Lavori pubblici

Alcamo marina e la frana del 2009, Comune ordina studio geologico

Un nuovo studio geologico per rilevare lo stato dello smottamento di Alcamo marina in seguito alla frana del 2009 che ha comportato a tutt’oggi l’interdizione all’utilizzo di diverse villette situate su quella che è stata ribattezza come “la collina del disonore”. Ad ordinarlo l’amministrazione comunale guidata dal sindaco Domenico Surdi per capire cosa fare e se almeno in parte far rientrare in possesso le abitazioni ai legittimi proprietari.

In tal senso il dirigenze della Direzione 2 alla Protezione civile, Venerando Russo, con propria determina si è nominato responsabile del procedimento. Dunque andrà lui personalmente a portare a termine l’iter che dovrà portare all’esecuzione di questo studio geologico.

Per questa frana furono condannate nel dicembre tre persone per abusivismo edilizio: secondo quanto stabilito in primo grado dal tribunale civile di Trapani due di loro apportarono negli anni diverse modifiche al loro immobile, senza però alcuna autorizzazione del Genio civile provocando sbancamenti di terreno che poi sarebbero stati la causa della frana; una terza persona invece avrebbe deviato il canale di scolo, comportando un’alterazione del suo deflusso e anche questo avrebbe determinato pesantemente il disastro.
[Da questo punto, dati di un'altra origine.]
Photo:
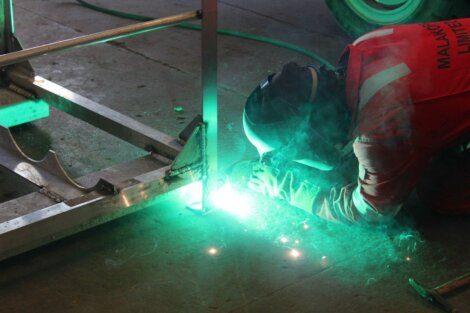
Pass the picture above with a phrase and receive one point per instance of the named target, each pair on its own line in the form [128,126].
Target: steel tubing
[100,37]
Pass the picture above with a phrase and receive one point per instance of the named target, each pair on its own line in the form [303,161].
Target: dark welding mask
[282,118]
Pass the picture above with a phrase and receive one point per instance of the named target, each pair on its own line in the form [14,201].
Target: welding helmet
[281,116]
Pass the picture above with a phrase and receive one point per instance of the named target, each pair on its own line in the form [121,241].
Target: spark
[284,239]
[212,251]
[295,254]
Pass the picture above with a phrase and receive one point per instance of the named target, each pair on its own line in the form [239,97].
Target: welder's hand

Per 6 proprietari degli immobili, in parte danneggiati e oggi non abitabili, sono stati disposti risarcimenti per un totale di 200 mila euro. In particolare lo studio geologico sarà effettuato sul versante di contrada Giovenco, delimitato in senso nord/sud tra la via del Mare (ex statale 187) e dei Mughetti ed in senso est/ovest tra le vie degli Ibiscus e delle Buganville.

Operazione finalizzata alla verifica delle condizioni di sicurezza di carattere geomorfologico che incombono sulle abitazioni presenti a valle lungo la via del Mare. Dal processo su tale vicenda sono usciti di scena il Comune di Alcamo e la compagnia assicurativa Generali: il municipio non avrebbe avuto colpe dirette per quanto accaduto, mentre l’agenzia non deve risarcire nulla in quanto le coperture assicurative stipulate sugli immobili non prevedevano eventi come frane, smottamenti o cedimenti.
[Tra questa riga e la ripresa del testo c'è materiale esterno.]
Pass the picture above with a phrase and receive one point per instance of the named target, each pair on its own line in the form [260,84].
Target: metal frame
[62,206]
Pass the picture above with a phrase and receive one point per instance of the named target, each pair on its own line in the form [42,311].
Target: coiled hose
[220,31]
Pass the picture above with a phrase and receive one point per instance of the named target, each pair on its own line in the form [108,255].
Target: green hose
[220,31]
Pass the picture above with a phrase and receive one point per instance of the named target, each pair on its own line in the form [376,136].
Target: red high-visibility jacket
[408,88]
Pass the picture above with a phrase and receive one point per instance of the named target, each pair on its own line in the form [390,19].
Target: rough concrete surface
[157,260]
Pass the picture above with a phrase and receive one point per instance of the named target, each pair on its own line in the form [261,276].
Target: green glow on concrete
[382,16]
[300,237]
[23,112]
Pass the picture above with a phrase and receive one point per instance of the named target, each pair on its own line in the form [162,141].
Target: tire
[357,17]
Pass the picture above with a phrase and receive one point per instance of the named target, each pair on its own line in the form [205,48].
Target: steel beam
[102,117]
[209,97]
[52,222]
In particolare, sulla base delle perizie tecniche che sono state portate avanti nel corso della causa, è emerso sarebbe stata anzitutto realizzata una piscina, un muro di contenimento in calcestruzzo armato, nuove pavimentazioni, percorsi e scale di collegamento, nonché due tettoie, “procedendo a movimenti di terra e sbancamenti del tutto vietati nella zona in cui ricade l’immobile”.

Sempre la consulenza ha accertato che il muro di contenimento del terrapieno crollato si trovava in precarie condizioni di sicurezza in quanto fondato su un precedente muro a secco che a sua volta poggiava su terreni superficiali privi di un efficace sistema di drenaggio ed in una zona decisamente concava. Analogamente, il muro di contenimento della terrazza sottostante, anch’esso crollato, era stato realizzato senza autorizzazione ed era fondato su terreni superficiali.

Secondo quanto è emerso dalla ricostruzione dei consulenti, in questa situazione del tutto carente di sicurezza, sul terrapieno poi crollato si riversava l’acqua proveniente dal canale di gronda attraverso il foro praticato da uno dei tre responsabili condannati al risarcimento in seguito alla realizzazione di una tettoia la cui messa in opera aveva comportato la deviazione dell’originario canale di scolo.